Flow is something that we’ve all experienced before. It’s also known as being in the zone. It’s marked by losing track of time, losing a sense of self, and becoming so integrated with the activity in which you’re engaging that there is no distinction between you and the activity. You are just in flow. You look up and five hours have gone past. 

This happens to me often. I rock climb with my son and I’m just shocked—we’re so absorbed by the problems and climbing routes we’re working on that we have no sense of time or no sense of even ourselves. You can have this in all sorts of places. You can have it when you go for a run. You can have it when you’re checking e-mail. You can have it in basically all areas of work. But I find that physical pursuits—playing sports, for example—are great flow experiences for many people. 

Flow occurs when the situational demands and the challenges of the tasks are a good match for your level of skill. You probably don’t want to play basketball against a professional basketball player—that would be frustrating because the challenge is too great for your skill. You don't want to play against preschoolers either, because you’d be bored because your skill is too great for the challenge. But when the challenge and the skill fit optimally, that’s when you achieve those flow states.

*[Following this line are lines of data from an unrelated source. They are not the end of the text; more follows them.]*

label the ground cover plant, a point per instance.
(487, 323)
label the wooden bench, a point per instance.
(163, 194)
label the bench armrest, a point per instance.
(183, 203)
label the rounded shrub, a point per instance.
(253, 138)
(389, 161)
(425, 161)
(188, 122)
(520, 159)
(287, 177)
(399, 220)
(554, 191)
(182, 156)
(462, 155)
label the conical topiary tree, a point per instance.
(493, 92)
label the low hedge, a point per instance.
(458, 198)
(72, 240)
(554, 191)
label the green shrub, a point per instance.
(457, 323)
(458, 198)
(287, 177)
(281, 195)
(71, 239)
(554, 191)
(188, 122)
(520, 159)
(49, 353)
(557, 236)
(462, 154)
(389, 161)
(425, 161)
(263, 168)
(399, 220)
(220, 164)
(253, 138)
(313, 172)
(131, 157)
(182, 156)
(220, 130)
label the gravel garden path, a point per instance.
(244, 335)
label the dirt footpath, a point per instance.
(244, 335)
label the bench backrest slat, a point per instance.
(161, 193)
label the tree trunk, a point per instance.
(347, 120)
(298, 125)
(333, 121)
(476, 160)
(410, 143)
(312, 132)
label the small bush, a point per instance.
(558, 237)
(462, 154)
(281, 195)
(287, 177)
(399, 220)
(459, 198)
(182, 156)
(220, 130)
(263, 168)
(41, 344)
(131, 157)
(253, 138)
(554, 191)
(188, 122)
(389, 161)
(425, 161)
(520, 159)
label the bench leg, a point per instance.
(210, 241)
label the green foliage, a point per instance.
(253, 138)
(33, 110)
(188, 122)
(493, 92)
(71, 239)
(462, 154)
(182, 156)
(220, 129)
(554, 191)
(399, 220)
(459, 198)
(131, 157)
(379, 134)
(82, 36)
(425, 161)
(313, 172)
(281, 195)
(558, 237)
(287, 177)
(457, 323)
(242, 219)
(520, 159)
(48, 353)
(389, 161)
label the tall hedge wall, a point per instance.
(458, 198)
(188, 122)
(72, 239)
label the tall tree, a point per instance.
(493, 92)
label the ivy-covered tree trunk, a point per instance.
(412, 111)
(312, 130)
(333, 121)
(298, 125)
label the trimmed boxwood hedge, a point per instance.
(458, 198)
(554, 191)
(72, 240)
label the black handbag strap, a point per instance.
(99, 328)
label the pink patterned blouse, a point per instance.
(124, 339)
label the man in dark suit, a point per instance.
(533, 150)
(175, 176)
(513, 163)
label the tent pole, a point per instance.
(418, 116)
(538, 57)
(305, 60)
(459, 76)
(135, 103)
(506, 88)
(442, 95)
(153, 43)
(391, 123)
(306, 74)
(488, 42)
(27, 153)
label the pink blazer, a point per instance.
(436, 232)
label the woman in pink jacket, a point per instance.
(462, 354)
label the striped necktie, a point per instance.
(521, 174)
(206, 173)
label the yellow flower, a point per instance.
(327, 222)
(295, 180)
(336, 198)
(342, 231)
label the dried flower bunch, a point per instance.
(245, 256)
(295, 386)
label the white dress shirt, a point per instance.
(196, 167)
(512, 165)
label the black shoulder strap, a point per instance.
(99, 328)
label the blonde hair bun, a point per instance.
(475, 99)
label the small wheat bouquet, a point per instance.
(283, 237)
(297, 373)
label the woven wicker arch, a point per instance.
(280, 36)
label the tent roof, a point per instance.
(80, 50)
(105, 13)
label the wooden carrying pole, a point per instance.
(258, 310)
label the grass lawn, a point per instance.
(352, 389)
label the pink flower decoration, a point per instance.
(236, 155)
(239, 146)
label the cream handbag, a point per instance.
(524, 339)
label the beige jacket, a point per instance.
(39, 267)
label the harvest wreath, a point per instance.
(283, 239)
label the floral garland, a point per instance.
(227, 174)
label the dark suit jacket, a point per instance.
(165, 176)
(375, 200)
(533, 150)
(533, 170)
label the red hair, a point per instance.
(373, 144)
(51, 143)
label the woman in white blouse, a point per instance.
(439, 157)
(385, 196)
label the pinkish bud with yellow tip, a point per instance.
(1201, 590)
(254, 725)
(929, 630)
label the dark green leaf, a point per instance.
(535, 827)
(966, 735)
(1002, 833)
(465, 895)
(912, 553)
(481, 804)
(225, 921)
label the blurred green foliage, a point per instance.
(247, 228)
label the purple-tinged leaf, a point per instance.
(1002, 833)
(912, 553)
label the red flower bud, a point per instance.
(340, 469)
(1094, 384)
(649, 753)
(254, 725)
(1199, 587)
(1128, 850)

When working with clients, it can be helpful to see where they’re at emotionally. If they’re expressing frustration or boredom or relaxation or apathy, you can sort of reverse engineer that and say, “I see that there’s too much challenge or too little challenge. We can modify our interventions and bring it more in line.” You want to keep challenging them a bit. 

Mindfulness

Mindfulness is really hot right now. I don’t mean to suggest it’s faddish—I’m glad that people have started picking up on it. It originally came out of Eastern traditions and has endured for millennia precisely because it’s a powerful mental technique. When I educate my clients about mindfulness, I explain that most of what we do in our heads all day long is private chatter. We spend a long time telling stories in our heads that are related to the truth, but should not be mistaken for the truth. 

For example, if I get in a fight with my wife, I might walk off and continue the fight in my head—all the things I could have said and all the reasons why I was right. When I come in and see dirty dishes in the sink, for example, I make a judgment about why they are there. I tell a story around who failed to do the dishes and why they failed to do the dishes. It’s all completely in my head. If we could, instead, quiet all that chatter and just start perceiving the world as it actually is—there’s a dirty dish in the sink and I have no idea why it’s there. I don’t need to attach any special significance or meaning to it. 

I think when people can get out of their heads, especially the negative chatter they have in their heads, and just experience the world in front of them, they can have quite a powerful turnaround. I also think it’s difficult to do—it’s something that people have to practice doing and catch themselves when they head back up into their brain.